We Want to Know Our Service Member is Taken Care Of
Brands that go out of their way to make sure my spouse is taken care of in uniform are always at the top of my list. Oakley is a prime example of this. They have a dedicated line of products that meet military standards. Not only do they put in the work and research to making combat-ready products, they offer a nice discount for good measure. As a military spouse, I feel good knowing my husband is wearing quality products that will keep him safe. It’s a bonus that they don’t break the bank, too.
Similarly, brands like Camelbak, Nike, and Under Armor make military-specific products that make it easier for service members to do their jobs. Sure, the military will issue our spouses boots. But, if I don’t want to hear about his sore feet at the end of every day, we are going to invest in a pair of Nike combat boots. Military members are consumers too and appreciate buying options.
Please, Don’t Make Our Lives Any Harder
Conversely, there are brands that have built their entire imagine and brand identity on supporting the military, but their actions speak louder than their words. The last thing military families need are more hoops to jump through and obstacles to climb. The government gives us plenty of those on their own.

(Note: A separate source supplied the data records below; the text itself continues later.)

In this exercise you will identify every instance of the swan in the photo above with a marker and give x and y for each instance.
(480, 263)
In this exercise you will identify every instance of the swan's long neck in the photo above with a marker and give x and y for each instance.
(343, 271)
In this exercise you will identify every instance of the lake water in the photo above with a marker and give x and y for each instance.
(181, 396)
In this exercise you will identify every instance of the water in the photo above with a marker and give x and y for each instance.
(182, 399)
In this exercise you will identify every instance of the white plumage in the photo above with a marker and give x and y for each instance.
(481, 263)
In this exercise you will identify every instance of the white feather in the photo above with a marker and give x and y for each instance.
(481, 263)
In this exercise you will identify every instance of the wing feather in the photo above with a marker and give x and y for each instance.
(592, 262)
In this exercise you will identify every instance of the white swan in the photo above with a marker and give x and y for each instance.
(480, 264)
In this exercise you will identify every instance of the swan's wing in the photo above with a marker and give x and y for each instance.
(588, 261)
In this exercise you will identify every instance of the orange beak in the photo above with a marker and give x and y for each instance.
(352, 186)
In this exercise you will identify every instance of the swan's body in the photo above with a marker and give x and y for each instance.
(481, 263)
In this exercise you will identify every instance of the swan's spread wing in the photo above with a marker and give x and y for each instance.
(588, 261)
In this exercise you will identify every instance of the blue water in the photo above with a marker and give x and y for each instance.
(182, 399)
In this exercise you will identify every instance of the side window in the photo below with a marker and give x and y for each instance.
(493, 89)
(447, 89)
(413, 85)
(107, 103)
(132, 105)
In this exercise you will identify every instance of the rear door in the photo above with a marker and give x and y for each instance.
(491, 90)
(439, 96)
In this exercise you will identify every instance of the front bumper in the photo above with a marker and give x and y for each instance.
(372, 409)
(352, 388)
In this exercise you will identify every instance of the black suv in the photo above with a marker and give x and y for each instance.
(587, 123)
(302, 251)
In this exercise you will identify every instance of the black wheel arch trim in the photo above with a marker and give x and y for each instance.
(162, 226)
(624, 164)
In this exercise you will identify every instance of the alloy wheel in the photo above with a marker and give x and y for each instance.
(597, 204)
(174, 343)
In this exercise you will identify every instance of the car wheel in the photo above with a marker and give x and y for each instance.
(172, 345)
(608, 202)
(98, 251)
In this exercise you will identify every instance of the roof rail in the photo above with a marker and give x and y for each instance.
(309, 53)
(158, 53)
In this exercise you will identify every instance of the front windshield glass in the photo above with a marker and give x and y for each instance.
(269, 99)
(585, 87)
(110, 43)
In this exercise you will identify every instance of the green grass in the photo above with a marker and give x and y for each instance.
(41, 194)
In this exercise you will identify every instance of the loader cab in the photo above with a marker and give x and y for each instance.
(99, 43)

We recently had a less-than-stellar customer service experience with a certain tactical supply company. They sell military uniform accessories such as boots, backpacks, cold weather gear, and so on. My husband is getting ready to deploy to the Middle East and he wanted a new pair of boots to deploy with, so he ordered a pair from this company. They shipped the boots to Germany, but they weren’t the right fit and he decided he was going to return them. But, although this company offers free shipping to APO addresses, they do not offer free returns from APO addresses. The military mail system is really pretty simple; it’s a US address and shipping rates are exactly the same as if you were mailing something from within the continental United States. So why couldn’t they offer free returns for their customers stationed overseas?
Their reply: “We just don’t.” Well, we just don’t shop there anymore. Because although the entire purpose of their business is to supply the military, and all of their branding and rhetoric says that they support the military, when it comes down to customer experience, they fall short. They could have easily accommodated this simple issue, but they decidedly chose not to. Businesses can say they support the military until they’re blue in the face, but if they don’t deliver a customer experience that backs up all of that talk, we’re finding somewhere else to spend our money.
Good marketing is the art of building lasting customer relationships. Relationships are built on trust, honesty, reliability, and loyalty through positive customer experiences. If brands want to win the business and loyalty of military spouses, they need to be transparent and honest about how much they are willing to invest in the military community. More importantly, they need to follow through.